Question

This question is about vararg functions, and the last named parameter of them, before the ellipsis:

void f(Type paramN, ...) {
  va_list ap;
  va_start(ap, paramN);
  va_end(ap);
}

I was reading in the C Standard, and found the following restriction for the va_start macro:

The parameter parmN is the identifier of the rightmost parameter in the variable parameter list in the function definition (the one just before the , ...). If the parameter parmN is declared with the register storage class, with a function or array type, or with a type that is not compatible with the type that results after application of the default argument promotions, the behavior is undefined.

I wonder why the behavior is undefined for the following code

void f(int paramN[], ...) {
  va_list ap;
  va_start(ap, paramN);
  va_end(ap);
}

and not undefined for the following

void f(int *paramN, ...) {
  va_list ap;
  va_start(ap, paramN);
  va_end(ap);
}

The macros are intended to be implementable by pure C code. But pure C code cannot find out whether or not paramN was declared as an array or as a pointer. In both cases, the type of the parameter is adjusted to be a pointer. The same is true for function type parameters.

I wonder: What is the rationale of this restriction? Do some compilers have problems with implementing this when these parameter adjustments are in place internally? (The same undefined behavior is stated for C++ - so my question is about C++ aswell).

Answer 1

I found another relevant quote, from Dinkumware.

The last parameter must not have register storage class, and it must have a type that is not changed by the translator. It cannot have:

* an array type
* a function type
* type float
* any integer type that changes when promoted
* a reference type [C++ only]

So apparently, the problem is precisely that the parameter gets passed in a way different from how it is declared. Interestingly enough, they also ban float and short, even though those should be supported by the standard.

As a hypothesis, it could be that some compilers have problems doing sizeof correctly on such parameters.
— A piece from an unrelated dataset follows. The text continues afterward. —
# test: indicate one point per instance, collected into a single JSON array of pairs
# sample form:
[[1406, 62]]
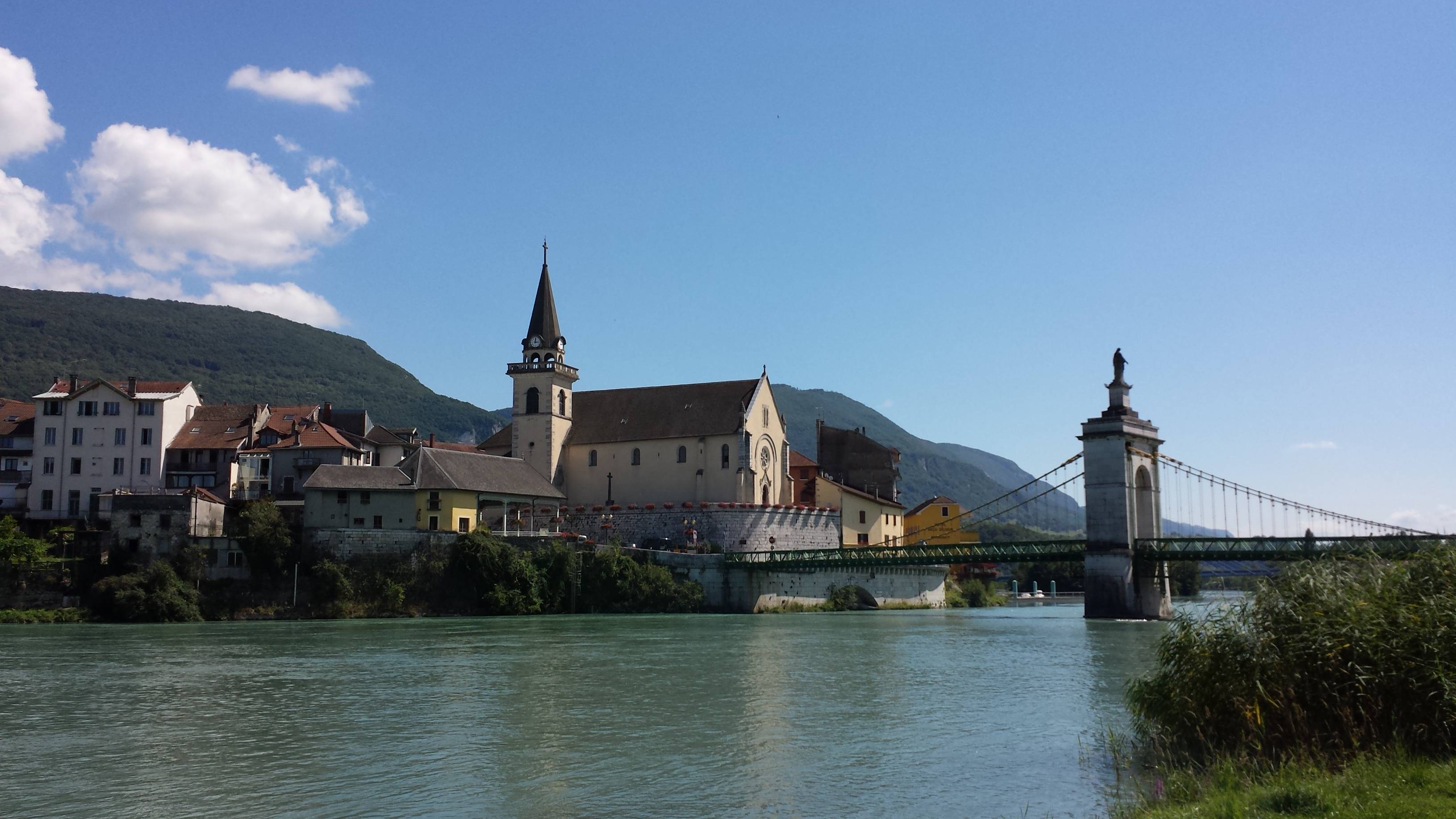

E.g. it might be that, for

int f(int x[10])
{
        return sizeof(x);
}

some (buggy) compiler will return 10*sizeof(int), thus breaking the va_start implementation.

Answer 2

The restriction against register parameters or function parameters are probably something like:

• you are not allowed to take the address of a variable with the register storage class.
• function pointers are sometimes quite different than pointers to objects. For example, they might be larger than pointers to objects (you can't reliably convert a function pointer to an object pointer and back again), so adding some fixed number to the address of a function pointer might not get you to the next parameter. If va_start() and/or va_arg() were implemented by adding some fixed amount to the address of paramN and function pointers were larger than object pointers the calculation would end up with the wrong address for the object va_arg() returns. This might not seem to be a great way to implement these macros, but there might be platforms that have (or even need) this type of implementation.

I can't think of what the problem would be to prevent allowing array parameters, but PJ Plauger says this in his book "The Standard C Library":

Some of the restrictions imposed on the macros defined in <stdarg.h> seem unnecessarily severe. For some implementations, they are. Each was introduced, however, to meet the needs of at least one serious C implementation.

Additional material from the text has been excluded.